Traveling to and from the United States has become an increasingly confusing and anxiety-inducing prospect for many Americans, immigrants, and tourists since President Donald Trump was inaugurated in January. Trump has issued multiple executive orders related to immigration and travel, and keeping up with them can be a daunting task.
One question that is often raised is whether or not agents of the Transportation Security Administration (TSA) or U.S. Border Patrol can legally seize electronic devices and demand PINs so that they can access individual’s personal information.
The answer is simultaneously tricky and simple, in that it’s “yes” and “no.”
— The Hill (@thehill) March 5, 2017
As a recent article from Engadget points out, the TSA cannot seize your phone and demand your PIN number during routine searches or screenings.
The TSA has gone to lengths to make this is clear after recently being flooding with questions about the issue.
“TSA does not and will not confiscate laptops or other electronic devices at our checkpoints,” a post on the TSA’s official blog reads.

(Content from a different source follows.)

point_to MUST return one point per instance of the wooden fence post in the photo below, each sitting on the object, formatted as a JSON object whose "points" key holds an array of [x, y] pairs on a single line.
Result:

“Our officers are solely focused on the safety of the traveling public and are looking for explosives and other prohibited items. Should one of our officers find something suspicious, we will immediately contact local law enforcement and potentially the local bomb squad. We will not ask for any password, access to any files or take the laptop from you for longer than it takes to determine if it contains a threat.”
The blog continues to explain that if you are asked to hand over your electronic device or provide your PIN, you have to right to ask to speak to a TSA manager.
“Should anyone at a TSA checkpoint attempt to confiscate your laptop or gain your passwords or other information, please ask to see a supervisor or screening manager immediately,” the post reads.
— Engadget (@engadget) March 6, 2017
Dealing wit the Border Patrol, however, is a completely different situation. Their agents have much more legal leeway when it comes to searches, seizures and other aspects of Constitutional law.
“That’s because [Border Patrol] exists in a gray area not exactly protected by the Fourth and Fifth amendments, which ostensibly protect us from unreasonable searches and self-incrimination,” Engadget explains. “They’ve been doing it for years.”
Engadget notes that you can take some precautions to avoid Border Patrol snooping too deeply into your personal life, such as closing apps before getting to the border and encrypting as much information as possible. But, ultimately, if Border Patrol asks for your device and PIN, you basically have to give it to them.
“[I]f they ask and you refuse to give them your password or pretend you don’t know it, they will make life very difficult for you,” Engadget says. “They’ll detain and interrogate you, handcuff you while demanding your password, confiscate your devices for days (or longer) and possibly refuse you entry into the US. Increasingly, border enforcement is copying the contents of devices and keeping them, though CBP isn’t supposed to keep that data longer than a week.”
Keep in mind, unlike most other government and law-enforcement agencies, the Border Patrol does not need a warrant or even suspicion to search your personal belongings.
In sum, when dealing with TSA agents your privacy should be safe when it comes to your electronic devices. They can of course still search your bags and other carry-on items. With the Border Patrol, however, you’re more or less at their mercy in regards to whether or not they want to search your electronic devices.